As I suggested earlier, the crux of today’s hearing of the House Select Committee on Energy Independence and Climate Change was to suggest that carbon capture and storage is necessary quickly, via enormous government subsidies, or else we’re screwed.
Remember, this is Ed Markey‘s committee. He’s the guy who’s supposed to advise Congress about upcoming climate-change legislation, and, for all intents and purposes, he’s an ally to Nancy Pelosi and the rest of the environmentally minded members of the Democratic caucus.
This we expect from Markey:
There are over 150 new coal-fired power plants on the boards in the United States, and globally, it is predicted that something on the order of 3,000 such plants will be built by 2030. These new plants alone would increase U.S. greenhouse gas emissions by 10 percent and global emissions by 30 percent. That would spell disaster for the planet.
But this?
Fortunately, carbon capture and storage — or ‘CCS’ — offers a path forward for coal … All indications are that CCS is a viable interim solution to the coal problem.
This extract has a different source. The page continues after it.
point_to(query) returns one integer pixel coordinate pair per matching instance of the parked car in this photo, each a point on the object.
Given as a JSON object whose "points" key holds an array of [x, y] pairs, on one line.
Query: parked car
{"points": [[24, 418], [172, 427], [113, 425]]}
Markey taking this line means that if we’re lucky enough to see major action out of Congress on climate change, CCS is going to be a huge part of it. But we already knew that, right?
Here are two takes on the issue, from two sources that couldn’t be more deeply at odds with each other. Both suggest coal may yet see its heyday.
The first comes from Michael Morris, CEO of American Electric Power, who testified at the hearing. He supports, in the same tepid way that many energy companies now do, an economy-wide cap-and-trade program with carbon credits allocated freely. (His justification for this might just represent one of the great moments in the history of inadvertent honesty: “We believe that credits ought to be allocated to those who will invest the capital to make a difference in the environment, rather than an auction so that those who buy them can make money by the positions they have taken.” In other words, give energy companies the allocations because we’re already rich and don’t award the innovators for beating us to the punch.) One of Moore’s other main points was that coal companies won’t begin installing CCS equipment until CCS “has been demonstrated to be effective, and the costs have significantly dropped so that it becomes commercially available on a widespread basis.”
He’s certainly not the only person who thinks it’s politically infeasible to impose drastic, costly policies on the coal industry — and that therefore carbon-based energy companies have the world by the political balls. Robert Sussman, an environmental expert testifying on behalf of the Center for American Progress, said, “unfortunately, our analysis indicates that the initial stages of cap-and-trade programs [do not] not make carbon prices high enough to eliminate cost differentials” between clean and dirty coal plants.
That points toward two possibilities: We could ratchet up the regulatory impact of climate-change legislation, or we could subsidize the hell out of CCS.
At the end of the hearing, Sussman suggested that the Congress set a date (specifically the year 2016) by which CCS technology be standardized, saying the cost of such a hasty transition would require $35 billion to $40 billion in research subsidies.
As a consolation prize, David Hawkins, director of the Climate Center at NRDC, proposed that the marginal costs of outfitting coal plants with CCS technology should be paid directly by consumers (a green incentive) and not by direct tax subsidies. Woot?